Crème fraîche to nic innego jak świeża i lekko ukwaszona śmietana. Jest gęsta i ma kremowo - maślany smak. We Francji, a nawet Anglii można kupić ją w każdym sklepie spożywczym, natomiast w Polsce jest to prawie niemożliwe. Udało mi się kupić ją dwa razy. Był to jednak cud, a koszt ogromny.
Jeśli myślicie by zastąpić crème fraîche naszą kwaśną śmietaną (18%) to źle myślicie. Teoretycznie można, ale możecie być pewni, że w piekarniku wam się zwarzy. Francuska śmietana ma to do siebie, że zawiera w sobie od 30 - 45% tłuszczu. Wysoka zawartość sprawia, że dobrze znosi wysoką temperaturę. W Polsce dostaniemy maksymalnie 22% kwaśną śmietanę. Zawarte bakterie w crème fraîche odpowiedzialne są za gęstość i za dłuższy czas przechowywania.
Dlaczego mówię o czymś niedostępnym? Bo i na to jest rada, a mianowicie zrobienie crème fraîche samodzielnie.

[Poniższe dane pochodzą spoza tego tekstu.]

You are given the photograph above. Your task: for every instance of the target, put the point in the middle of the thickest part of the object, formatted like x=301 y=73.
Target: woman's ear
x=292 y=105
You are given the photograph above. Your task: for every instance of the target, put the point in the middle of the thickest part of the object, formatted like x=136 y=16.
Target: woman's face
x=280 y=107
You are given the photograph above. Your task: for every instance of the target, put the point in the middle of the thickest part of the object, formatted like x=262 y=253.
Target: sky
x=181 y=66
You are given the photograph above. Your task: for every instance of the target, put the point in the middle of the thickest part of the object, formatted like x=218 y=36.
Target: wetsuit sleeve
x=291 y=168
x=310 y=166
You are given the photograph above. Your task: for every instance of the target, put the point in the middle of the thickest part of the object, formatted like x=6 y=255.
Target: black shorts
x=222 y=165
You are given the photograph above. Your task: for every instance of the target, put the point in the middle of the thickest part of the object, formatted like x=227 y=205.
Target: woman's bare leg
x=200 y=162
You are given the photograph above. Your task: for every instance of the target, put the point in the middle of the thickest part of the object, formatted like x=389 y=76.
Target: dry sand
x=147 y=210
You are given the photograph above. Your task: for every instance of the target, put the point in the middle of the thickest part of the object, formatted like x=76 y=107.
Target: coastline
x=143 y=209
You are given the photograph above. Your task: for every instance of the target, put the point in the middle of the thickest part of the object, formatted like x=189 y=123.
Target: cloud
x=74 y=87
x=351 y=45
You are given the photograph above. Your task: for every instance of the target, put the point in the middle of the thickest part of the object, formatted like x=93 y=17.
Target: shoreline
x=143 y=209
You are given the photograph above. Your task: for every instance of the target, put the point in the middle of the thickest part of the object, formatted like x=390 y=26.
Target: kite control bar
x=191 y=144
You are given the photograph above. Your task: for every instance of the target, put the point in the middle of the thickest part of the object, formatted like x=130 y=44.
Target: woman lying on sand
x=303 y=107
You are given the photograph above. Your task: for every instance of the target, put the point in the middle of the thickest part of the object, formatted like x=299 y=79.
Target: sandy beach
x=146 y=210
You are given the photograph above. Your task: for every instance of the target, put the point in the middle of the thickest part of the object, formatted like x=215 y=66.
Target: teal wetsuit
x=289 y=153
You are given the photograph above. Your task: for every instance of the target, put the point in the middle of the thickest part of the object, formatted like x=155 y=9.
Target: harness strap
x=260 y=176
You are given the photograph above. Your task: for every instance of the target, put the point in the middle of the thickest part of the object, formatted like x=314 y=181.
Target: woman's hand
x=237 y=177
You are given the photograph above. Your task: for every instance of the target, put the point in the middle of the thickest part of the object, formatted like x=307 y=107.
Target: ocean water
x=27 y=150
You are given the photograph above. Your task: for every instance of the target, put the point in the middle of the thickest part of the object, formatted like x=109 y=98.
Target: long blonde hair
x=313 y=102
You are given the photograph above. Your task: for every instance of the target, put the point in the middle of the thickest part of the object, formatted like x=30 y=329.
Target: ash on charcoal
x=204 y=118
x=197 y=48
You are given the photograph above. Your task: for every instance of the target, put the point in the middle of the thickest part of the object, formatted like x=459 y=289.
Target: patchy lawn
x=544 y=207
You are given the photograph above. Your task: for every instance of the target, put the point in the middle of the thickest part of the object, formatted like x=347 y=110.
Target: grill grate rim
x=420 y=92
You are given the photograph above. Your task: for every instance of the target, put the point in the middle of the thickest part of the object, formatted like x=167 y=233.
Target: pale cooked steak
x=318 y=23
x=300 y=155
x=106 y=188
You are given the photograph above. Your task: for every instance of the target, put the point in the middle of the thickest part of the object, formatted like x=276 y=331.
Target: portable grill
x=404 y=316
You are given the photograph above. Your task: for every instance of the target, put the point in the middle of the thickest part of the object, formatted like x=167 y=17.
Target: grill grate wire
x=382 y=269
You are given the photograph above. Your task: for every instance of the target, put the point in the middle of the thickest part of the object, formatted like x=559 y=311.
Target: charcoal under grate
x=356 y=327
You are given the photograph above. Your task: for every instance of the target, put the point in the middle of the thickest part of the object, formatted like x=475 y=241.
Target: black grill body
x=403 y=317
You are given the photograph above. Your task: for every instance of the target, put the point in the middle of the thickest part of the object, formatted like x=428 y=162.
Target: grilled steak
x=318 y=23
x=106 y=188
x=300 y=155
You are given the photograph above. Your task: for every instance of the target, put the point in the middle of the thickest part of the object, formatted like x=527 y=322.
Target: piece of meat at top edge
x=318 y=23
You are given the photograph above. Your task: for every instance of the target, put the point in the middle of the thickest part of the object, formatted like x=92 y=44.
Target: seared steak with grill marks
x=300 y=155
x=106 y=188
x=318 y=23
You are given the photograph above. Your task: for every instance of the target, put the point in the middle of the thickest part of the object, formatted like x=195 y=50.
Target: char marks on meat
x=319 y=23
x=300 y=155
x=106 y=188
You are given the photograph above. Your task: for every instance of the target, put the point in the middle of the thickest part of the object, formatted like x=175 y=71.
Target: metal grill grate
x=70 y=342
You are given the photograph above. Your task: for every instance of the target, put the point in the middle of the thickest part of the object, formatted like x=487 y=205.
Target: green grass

Do przygotowania crème fraîche potrzeba:
- śmietany kremówki - najlepsza byłaby taka prawdziwa niepasteryzowana, ale z tą bywa ciężko. Śmietanka o minimum 30% zawartości tłuszczu , pasteryzowana w niskiej temperaturze (nie używajcie śmietany UHT). Unikajcie również śmietany, która ma w składzie gume guar, mączka chleba świętojańskiego, skrobie modyfikowaną czy żelatynę!!! Są śmietany bez tych dodatków.
- kultury bakterii mlekowych - można zakwasić śmietankę takimi bakteriami, niestety by je kupić musiałabym przejechać całe miasto, a na to nie mam czasu. Mała saszetka takich bakterii jest dość kosztowna. W tym przypadku używam maślanki (bez konserwantów i sztucznych dodatków).
- Zdarzyło mi się użyć zsiadłego mleka do zakwaszenia śmietany.
Składniki:- 200 ml śmietanki kremówki
- 2 łyżki maślanki 1. Śmietanę oraz maślankę przelać do słoiczka lub kubka, dokładnie wymieszać. Na wierzch nałożyć gazę, bawełnianą szmatkę lub folie.
2. Pozostawić w temperaturze pokojowej przez co najmniej 12 godzin. Można pozostawić również przez 20 - 24 godziny. Po tym czasie włożyć do lodówki i przed podaniem schłodzić co najmniej 8 - 12 godzin.
3. Przechowywać w lodówce, pod przykryciem przez okres 2 tygodni.